RIM is going to bring out two new smartphones running the BlackBerry 10 operating system on Jan. 30. It’s sad to say, but there is really no point in this because that ship has already sailed — there’s no hope for the company or BlackBerry smartphones.
The whole thing really comes down to “You snooze, you lose.” Starting back in 2007, Apple and Google introduced amazing smartphones and mobile operating systems that have changed the way we all access the Web, read email, play games… you name it. At the same time, RIM has done almost nothing. It’s barely tweaked the same old handsets it has offered since the second Bush Administration.
After years of wasting time, RIM finally woke up and threw together BlackBerry 10, but it’s just too late. That operating system will offer just about everything iOS and Android do, but it’s just not enough. Having a good OS isn’t enough any more, there also has to be a bunch of apps for it to get people interested. And it’s too late for BlackBerry to catch up.
Developers have made hundreds of thousands of apps for both Android and the iPhone. Because RIM has just started over, it can’t boast anywhere near that many. So even if the BlackBerry 10 operating system has all the features its rivals do, why would anyone pick it instead of something else that has way more app? From Angry Birds to Pintrest, without these any smartphone is going to fail hard.
Learning from the Past
Those who think BlackBerry is too big to fail need to learn a lesson from the past. Way before Apple and Google ever released smartphones there was Palm. This company made the dominant mobile devices from the mid 1990s a for at least a decade after that. Ten years ago, there were people who thought Palm could never fail.
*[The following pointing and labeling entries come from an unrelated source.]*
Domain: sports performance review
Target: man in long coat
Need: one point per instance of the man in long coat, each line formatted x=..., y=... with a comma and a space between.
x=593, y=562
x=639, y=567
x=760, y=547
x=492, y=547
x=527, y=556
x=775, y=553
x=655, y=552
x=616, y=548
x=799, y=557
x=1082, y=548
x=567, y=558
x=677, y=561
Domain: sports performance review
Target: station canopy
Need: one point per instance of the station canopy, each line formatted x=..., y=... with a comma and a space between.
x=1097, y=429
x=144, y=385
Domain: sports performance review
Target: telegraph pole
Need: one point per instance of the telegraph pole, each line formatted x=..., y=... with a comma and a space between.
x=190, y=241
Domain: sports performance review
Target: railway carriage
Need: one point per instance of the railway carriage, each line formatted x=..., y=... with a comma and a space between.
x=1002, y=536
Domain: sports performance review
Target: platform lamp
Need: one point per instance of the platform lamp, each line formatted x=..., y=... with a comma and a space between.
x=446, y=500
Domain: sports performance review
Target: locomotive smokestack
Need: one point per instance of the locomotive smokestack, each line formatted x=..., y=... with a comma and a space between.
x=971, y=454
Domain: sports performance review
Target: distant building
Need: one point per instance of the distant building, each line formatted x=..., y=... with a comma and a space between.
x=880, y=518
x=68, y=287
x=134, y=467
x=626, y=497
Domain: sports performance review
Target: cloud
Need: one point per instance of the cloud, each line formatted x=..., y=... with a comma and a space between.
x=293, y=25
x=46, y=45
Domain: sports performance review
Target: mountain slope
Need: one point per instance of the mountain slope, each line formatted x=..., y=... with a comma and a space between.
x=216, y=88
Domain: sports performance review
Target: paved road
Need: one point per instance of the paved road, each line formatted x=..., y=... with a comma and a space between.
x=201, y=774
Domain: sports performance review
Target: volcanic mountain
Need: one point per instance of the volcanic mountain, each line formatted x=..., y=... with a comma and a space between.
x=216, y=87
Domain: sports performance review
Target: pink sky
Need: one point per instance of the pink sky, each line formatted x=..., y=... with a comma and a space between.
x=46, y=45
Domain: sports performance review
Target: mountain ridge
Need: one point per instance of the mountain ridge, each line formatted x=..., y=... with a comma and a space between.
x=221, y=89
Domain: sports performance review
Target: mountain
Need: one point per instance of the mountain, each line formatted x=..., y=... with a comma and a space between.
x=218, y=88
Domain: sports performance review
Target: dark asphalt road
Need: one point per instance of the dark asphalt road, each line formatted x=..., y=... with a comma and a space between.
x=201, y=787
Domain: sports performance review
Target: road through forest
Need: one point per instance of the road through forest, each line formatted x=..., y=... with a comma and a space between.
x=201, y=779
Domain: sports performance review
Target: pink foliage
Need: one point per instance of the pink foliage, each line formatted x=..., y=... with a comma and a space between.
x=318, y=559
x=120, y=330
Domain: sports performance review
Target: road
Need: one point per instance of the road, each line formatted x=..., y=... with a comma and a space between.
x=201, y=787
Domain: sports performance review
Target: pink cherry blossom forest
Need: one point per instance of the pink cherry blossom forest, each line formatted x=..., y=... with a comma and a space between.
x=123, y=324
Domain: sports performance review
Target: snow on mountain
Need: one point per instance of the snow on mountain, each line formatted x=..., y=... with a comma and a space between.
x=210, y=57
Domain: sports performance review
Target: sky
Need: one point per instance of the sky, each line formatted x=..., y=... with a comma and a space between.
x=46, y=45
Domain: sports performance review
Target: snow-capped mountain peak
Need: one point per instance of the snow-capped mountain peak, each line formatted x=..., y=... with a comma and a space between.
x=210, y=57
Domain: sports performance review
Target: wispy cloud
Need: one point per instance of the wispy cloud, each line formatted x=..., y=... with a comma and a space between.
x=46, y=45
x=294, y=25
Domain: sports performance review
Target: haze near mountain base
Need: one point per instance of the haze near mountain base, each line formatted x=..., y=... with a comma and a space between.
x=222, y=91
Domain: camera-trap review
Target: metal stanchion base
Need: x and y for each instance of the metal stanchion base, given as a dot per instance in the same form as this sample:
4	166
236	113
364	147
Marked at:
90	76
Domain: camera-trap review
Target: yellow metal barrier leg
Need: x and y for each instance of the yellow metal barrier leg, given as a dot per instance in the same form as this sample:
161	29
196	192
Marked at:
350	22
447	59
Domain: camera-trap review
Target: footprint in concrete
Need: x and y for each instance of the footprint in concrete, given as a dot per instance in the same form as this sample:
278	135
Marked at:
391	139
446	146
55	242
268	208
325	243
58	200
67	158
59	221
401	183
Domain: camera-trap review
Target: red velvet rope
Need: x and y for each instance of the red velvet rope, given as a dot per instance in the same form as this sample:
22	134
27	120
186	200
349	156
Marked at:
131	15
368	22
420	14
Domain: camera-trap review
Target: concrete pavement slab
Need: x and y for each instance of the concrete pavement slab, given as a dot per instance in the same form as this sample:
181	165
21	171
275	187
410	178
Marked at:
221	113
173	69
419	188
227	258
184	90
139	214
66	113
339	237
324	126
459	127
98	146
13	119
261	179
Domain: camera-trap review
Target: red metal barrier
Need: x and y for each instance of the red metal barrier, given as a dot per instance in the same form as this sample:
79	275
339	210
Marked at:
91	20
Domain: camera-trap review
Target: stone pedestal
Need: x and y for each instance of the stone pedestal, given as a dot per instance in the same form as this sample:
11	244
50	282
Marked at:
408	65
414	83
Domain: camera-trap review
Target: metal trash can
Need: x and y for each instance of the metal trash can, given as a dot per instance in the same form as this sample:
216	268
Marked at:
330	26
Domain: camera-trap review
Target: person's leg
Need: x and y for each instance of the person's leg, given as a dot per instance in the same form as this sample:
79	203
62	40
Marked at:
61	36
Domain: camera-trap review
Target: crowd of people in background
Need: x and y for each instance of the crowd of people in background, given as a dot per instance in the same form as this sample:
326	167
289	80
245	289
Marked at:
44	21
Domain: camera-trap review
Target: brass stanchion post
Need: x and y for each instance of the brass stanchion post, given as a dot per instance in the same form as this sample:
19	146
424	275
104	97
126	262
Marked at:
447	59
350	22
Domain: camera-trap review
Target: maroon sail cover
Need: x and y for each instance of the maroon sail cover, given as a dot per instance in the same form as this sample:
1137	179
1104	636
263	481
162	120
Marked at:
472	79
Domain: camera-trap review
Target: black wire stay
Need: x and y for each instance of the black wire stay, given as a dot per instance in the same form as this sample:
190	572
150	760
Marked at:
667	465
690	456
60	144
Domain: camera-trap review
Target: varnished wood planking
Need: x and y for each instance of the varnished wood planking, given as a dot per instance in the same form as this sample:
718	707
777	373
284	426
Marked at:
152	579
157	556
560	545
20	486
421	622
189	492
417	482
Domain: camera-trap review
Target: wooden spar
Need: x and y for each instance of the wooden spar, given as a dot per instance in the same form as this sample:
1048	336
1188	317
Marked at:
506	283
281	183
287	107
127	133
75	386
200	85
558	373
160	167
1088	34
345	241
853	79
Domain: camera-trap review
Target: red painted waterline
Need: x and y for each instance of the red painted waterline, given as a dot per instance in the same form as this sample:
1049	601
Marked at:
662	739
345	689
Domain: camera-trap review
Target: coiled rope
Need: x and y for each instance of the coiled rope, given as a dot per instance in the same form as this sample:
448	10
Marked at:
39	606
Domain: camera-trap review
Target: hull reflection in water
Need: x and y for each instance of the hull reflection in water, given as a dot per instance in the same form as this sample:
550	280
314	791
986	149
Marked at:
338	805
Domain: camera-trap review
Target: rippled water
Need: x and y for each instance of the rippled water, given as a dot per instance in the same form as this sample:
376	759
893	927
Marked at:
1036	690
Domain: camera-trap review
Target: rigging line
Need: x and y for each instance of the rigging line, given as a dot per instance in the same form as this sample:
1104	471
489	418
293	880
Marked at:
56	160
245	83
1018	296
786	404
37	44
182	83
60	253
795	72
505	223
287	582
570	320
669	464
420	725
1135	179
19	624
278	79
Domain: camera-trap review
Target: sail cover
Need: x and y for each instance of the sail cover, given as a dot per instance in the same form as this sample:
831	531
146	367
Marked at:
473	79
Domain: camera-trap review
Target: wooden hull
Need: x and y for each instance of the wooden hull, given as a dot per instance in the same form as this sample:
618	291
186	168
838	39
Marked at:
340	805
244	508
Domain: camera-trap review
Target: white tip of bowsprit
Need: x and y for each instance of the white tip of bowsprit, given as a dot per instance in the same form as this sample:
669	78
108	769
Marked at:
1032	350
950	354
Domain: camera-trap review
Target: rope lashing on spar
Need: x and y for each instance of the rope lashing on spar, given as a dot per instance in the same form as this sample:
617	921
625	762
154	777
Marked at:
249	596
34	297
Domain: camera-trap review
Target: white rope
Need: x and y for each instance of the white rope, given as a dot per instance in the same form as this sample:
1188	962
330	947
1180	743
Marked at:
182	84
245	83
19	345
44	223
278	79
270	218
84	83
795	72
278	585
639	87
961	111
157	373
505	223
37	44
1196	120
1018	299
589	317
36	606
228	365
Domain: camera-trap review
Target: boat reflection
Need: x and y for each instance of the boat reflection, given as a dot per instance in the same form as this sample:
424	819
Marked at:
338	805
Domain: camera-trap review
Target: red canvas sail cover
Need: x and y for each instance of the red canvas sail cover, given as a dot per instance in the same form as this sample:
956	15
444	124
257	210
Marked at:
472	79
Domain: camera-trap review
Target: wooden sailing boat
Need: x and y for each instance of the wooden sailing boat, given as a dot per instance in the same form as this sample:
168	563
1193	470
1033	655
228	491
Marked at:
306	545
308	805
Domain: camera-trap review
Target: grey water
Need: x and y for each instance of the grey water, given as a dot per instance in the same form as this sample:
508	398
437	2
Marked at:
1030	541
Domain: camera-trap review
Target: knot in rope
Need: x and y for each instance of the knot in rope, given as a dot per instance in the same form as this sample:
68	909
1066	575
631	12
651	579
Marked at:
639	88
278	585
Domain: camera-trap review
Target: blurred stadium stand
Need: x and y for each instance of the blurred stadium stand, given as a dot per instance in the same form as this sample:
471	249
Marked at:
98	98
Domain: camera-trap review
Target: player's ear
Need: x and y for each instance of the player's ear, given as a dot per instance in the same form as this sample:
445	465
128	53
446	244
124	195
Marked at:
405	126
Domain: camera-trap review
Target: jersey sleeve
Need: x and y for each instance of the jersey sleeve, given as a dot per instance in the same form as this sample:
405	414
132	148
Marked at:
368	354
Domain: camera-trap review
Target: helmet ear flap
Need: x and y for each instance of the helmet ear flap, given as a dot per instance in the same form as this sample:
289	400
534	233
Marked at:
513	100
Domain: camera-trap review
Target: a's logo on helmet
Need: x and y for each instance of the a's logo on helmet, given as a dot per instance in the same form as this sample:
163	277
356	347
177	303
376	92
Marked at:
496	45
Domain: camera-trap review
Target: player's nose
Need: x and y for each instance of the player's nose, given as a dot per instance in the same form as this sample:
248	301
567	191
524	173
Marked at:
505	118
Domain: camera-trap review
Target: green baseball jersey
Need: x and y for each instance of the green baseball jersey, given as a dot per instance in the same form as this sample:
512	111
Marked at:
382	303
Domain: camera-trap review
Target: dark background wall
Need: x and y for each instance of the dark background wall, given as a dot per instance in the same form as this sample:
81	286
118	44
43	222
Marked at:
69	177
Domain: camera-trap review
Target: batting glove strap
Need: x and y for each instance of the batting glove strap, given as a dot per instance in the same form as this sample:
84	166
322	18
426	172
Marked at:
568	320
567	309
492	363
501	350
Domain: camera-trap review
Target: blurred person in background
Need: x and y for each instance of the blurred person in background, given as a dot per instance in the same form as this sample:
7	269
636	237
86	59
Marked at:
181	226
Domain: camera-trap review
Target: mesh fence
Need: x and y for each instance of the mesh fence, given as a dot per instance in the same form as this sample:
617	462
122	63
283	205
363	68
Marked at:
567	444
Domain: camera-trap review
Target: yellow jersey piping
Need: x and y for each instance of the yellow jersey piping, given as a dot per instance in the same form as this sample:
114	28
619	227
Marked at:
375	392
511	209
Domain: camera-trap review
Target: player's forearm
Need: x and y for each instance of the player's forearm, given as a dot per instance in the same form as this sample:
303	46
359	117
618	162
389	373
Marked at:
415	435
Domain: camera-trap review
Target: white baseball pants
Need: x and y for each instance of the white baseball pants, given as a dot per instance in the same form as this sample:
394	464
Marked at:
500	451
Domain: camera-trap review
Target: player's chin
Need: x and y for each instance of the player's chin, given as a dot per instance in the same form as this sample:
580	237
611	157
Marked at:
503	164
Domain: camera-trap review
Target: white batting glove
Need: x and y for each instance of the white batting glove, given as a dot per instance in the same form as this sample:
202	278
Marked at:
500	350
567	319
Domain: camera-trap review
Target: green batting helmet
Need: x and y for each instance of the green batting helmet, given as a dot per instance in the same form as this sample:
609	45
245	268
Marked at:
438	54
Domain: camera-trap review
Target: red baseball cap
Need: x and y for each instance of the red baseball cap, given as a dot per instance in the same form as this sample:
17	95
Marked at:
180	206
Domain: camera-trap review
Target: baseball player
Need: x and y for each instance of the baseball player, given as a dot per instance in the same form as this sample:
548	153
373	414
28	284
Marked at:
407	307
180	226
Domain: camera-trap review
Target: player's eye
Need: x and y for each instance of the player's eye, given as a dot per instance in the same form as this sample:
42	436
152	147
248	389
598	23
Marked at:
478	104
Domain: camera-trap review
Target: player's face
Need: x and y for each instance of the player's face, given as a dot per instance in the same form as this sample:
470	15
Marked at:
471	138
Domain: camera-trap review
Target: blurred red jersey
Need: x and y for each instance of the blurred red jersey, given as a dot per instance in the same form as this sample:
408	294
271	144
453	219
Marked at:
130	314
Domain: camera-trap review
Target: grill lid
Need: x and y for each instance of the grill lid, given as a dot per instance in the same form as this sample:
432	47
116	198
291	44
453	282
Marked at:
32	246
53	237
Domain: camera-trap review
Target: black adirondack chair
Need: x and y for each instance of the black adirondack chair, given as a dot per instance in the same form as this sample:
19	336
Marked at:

And yet it did. Just like RIM, it created a successful mobile operating system and then coasted for years. Better competitors came along and Palm was beaten. It made a last-ditch attempt to re-invent itself with something called webOS, but that innovation was way too late. HP came along as a white knight and tried to save things, but it didn’t happen. Palm is now as dead as dead can be.
And this is exactly what’s going to happen to RIM. I’m sure BlackBerry 10 is going to get all kinds of awards and attention from professional smartphone reviewers, but darn few consumers are going to buy one. Just when things loom darkest for RIM a big multi-national corporation will swoop in and buy it, but that won’t actually mean anything. That large corporation will pull out all the good parts of RIM and throw away the rest.
And RIM will join Palm on the sad garbage heap of history.